AFAICT that won't easily reproduce even if the problem existed, as we
contain so many implict memory barriers here and there.  E.g. right at the
entry of ioctl(), mmget_not_zero() already contains a full ordering
constraint:

/**
 * atomic_inc_not_zero() - atomic increment unless zero with full ordering
 * @v: pointer to atomic_t

I was expecting the syscall routine will guarantee an ordering already but
indeed I can't find any.  I also checked up Intel's spec and SYSCALL inst
document only has one paragraph on ordering:

        Instruction ordering. Instructions following a SYSCALL may be
        fetched from memory before earlier instructions complete execution,
        but they will not execute (even speculatively) until all
        instructions prior to the SYSCALL have completed execution (the
        later instructions may execute before data stored by the earlier
        instructions have become globally visible).

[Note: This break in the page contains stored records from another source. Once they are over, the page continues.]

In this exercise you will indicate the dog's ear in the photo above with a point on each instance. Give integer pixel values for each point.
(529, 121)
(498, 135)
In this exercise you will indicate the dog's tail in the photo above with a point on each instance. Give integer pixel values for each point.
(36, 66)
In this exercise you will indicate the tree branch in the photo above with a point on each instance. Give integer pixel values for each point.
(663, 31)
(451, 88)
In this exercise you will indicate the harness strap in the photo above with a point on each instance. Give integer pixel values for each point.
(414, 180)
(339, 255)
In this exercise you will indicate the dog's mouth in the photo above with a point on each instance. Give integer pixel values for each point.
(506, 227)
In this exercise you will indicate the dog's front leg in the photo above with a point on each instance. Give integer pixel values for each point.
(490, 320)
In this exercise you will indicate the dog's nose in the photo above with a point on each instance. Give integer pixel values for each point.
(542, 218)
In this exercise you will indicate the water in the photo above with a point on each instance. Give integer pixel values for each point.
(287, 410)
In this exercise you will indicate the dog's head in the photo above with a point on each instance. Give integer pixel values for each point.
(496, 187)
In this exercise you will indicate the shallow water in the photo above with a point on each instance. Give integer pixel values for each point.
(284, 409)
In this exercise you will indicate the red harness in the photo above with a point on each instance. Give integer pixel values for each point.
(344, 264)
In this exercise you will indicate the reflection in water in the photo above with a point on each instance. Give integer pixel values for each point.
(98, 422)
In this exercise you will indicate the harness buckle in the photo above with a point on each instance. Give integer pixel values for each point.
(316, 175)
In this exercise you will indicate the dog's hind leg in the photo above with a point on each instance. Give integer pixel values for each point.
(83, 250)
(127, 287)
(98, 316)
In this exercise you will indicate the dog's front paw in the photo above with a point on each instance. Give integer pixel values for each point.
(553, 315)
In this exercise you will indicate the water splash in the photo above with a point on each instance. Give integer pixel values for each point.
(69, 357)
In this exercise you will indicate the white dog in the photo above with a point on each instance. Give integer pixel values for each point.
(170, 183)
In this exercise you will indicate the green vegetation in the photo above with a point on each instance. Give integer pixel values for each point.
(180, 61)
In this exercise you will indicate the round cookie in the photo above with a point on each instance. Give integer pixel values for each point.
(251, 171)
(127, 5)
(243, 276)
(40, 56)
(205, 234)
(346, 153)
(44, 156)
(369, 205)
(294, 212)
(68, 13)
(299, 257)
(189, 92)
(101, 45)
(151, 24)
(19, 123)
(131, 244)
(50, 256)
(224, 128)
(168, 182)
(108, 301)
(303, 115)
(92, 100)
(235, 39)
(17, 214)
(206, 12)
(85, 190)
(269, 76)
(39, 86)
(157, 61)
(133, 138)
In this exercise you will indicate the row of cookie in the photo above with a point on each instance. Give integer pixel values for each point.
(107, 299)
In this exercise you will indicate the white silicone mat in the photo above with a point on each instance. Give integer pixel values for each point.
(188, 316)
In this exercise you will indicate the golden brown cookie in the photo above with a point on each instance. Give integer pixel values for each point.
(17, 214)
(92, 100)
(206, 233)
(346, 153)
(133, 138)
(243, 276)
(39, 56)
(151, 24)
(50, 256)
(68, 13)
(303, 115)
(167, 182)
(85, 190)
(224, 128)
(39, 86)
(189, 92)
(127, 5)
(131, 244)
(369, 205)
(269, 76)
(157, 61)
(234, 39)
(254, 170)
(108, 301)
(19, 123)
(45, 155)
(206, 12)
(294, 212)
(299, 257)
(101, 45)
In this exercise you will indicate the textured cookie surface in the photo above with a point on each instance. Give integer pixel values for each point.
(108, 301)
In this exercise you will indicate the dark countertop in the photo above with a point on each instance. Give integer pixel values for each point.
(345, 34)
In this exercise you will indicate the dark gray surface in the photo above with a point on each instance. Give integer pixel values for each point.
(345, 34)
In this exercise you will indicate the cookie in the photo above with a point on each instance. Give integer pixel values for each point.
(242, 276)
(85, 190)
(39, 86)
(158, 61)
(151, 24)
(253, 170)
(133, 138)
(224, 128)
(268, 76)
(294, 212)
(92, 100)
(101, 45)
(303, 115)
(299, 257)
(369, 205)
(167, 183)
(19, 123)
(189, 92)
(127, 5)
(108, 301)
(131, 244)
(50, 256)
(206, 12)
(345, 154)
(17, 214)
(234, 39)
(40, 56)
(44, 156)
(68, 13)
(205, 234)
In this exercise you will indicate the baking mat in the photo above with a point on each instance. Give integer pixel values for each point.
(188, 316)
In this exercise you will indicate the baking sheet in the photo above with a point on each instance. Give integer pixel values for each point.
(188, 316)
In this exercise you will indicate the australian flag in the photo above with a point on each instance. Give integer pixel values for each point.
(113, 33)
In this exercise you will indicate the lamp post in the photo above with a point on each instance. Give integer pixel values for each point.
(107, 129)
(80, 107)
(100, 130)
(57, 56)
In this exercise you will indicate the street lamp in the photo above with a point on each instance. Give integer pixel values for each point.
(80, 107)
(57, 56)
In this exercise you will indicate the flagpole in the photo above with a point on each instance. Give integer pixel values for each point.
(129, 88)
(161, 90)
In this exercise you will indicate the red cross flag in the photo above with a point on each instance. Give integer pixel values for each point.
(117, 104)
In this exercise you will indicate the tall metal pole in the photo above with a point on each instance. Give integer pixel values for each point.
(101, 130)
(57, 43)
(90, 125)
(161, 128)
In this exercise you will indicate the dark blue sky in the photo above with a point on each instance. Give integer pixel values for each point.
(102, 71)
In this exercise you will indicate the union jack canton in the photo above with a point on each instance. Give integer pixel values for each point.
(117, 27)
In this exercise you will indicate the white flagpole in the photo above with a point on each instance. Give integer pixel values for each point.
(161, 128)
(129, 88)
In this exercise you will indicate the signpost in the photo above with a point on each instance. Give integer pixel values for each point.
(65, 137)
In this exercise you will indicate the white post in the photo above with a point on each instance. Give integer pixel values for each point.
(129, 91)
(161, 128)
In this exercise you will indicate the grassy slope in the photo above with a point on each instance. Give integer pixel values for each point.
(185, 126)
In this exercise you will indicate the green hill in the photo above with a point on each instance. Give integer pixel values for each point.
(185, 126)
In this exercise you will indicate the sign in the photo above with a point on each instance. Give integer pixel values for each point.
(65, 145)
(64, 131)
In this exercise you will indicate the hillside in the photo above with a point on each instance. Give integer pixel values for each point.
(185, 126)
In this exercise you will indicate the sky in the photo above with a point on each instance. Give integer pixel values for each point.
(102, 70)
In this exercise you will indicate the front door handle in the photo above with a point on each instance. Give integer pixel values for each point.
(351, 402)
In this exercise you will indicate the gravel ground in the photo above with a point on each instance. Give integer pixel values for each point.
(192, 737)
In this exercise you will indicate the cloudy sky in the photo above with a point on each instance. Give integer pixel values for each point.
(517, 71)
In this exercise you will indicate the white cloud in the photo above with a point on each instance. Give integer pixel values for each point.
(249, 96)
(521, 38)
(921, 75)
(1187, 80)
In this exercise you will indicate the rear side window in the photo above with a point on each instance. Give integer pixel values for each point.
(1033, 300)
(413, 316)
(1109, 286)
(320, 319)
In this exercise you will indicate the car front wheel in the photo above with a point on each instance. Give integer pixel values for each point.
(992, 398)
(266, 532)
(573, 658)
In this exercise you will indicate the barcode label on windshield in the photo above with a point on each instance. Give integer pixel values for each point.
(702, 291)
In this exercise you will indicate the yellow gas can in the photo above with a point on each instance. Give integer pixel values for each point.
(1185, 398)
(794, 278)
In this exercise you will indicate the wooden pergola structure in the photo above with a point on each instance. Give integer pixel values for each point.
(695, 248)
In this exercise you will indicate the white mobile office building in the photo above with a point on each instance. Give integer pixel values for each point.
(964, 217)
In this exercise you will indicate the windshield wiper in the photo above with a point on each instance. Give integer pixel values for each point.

I guess it implies a hardware reordering is indeed possible in this case?

> 
> [1]: commit 153132571f02 ("userfaultfd/shmem: support UFFDIO_CONTINUE for shmem")
> [2]: https://gist.github.com/48ca/38d0665b0f1a6319a56507dc73a173f9
> 
>  mm/hugetlb.c     | 15 +++++++++------
>  mm/userfaultfd.c | 18 ++++++++++++++++++
>  2 files changed, 27 insertions(+), 6 deletions(-)
> 
> diff --git a/mm/hugetlb.c b/mm/hugetlb.c
> index bb17e5c22759..533bf6b2d94d 100644
> --- a/mm/hugetlb.c
> +++ b/mm/hugetlb.c
> @@ -6779,12 +6779,15 @@ int hugetlb_mfill_atomic_pte(pte_t *dst_pte,
>  		}
>  	}
>  
> -	/*
> -	 * The memory barrier inside __folio_mark_uptodate makes sure that
> -	 * preceding stores to the page contents become visible before
> -	 * the set_pte_at() write.
> -	 */
> -	__folio_mark_uptodate(folio);
> +	if (!is_continue) {
> +		/*
> +		 * The memory barrier inside __folio_mark_uptodate makes sure
> +		 * that preceding stores to the page contents become visible
> +		 * before the set_pte_at() write.
> +		 */
> +		__folio_mark_uptodate(folio);

Can we move the comment above the "if", explaining both conditions?

> +	} else
> +		WARN_ON_ONCE(!folio_test_uptodate(folio));
>  
>  	/* Add shared, newly allocated pages to the page cache. */
>  	if (vm_shared && !is_continue) {
> diff --git a/mm/userfaultfd.c b/mm/userfaultfd.c
> index 503ea77c81aa..d515b640ca48 100644
> --- a/mm/userfaultfd.c
> +++ b/mm/userfaultfd.c
> @@ -531,6 +531,10 @@ static __always_inline ssize_t mfill_atomic_hugetlb(
>  			goto out_unlock;
>  	}
>  
> +	if (uffd_flags_mode_is(flags, MFILL_ATOMIC_CONTINUE))
> +		/* See the comment in mfill_atomic. */
> +		smp_wmb();
> +
>  	while (src_addr < src_start + len) {
>  		BUG_ON(dst_addr >= dst_start + len);
>  
> @@ -743,6 +747,20 @@ static __always_inline ssize_t mfill_atomic(struct userfaultfd_ctx *ctx,
>  	    uffd_flags_mode_is(flags, MFILL_ATOMIC_CONTINUE))
>  		goto out_unlock;
>  
> +	if (uffd_flags_mode_is(flags, MFILL_ATOMIC_CONTINUE))
> +		/*
> +		 * A caller might reasonably assume that UFFDIO_CONTINUE
> +		 * contains a wmb() to ensure that any writes to the
> +		 * about-to-be-mapped page by the thread doing the
> +		 * UFFDIO_CONTINUE are guaranteed to be visible to subsequent
> +		 * reads of the page through the newly mapped address.
> +		 *
> +		 * For MFILL_ATOMIC_COPY, the wmb() is done for each COPYed
> +		 * page. We can do the wmb() now for CONTINUE as the user has
> +		 * already prepared the page contents.
> +		 */
> +		smp_wmb();
> +

Why you did it twice separately?  Can we still share the code?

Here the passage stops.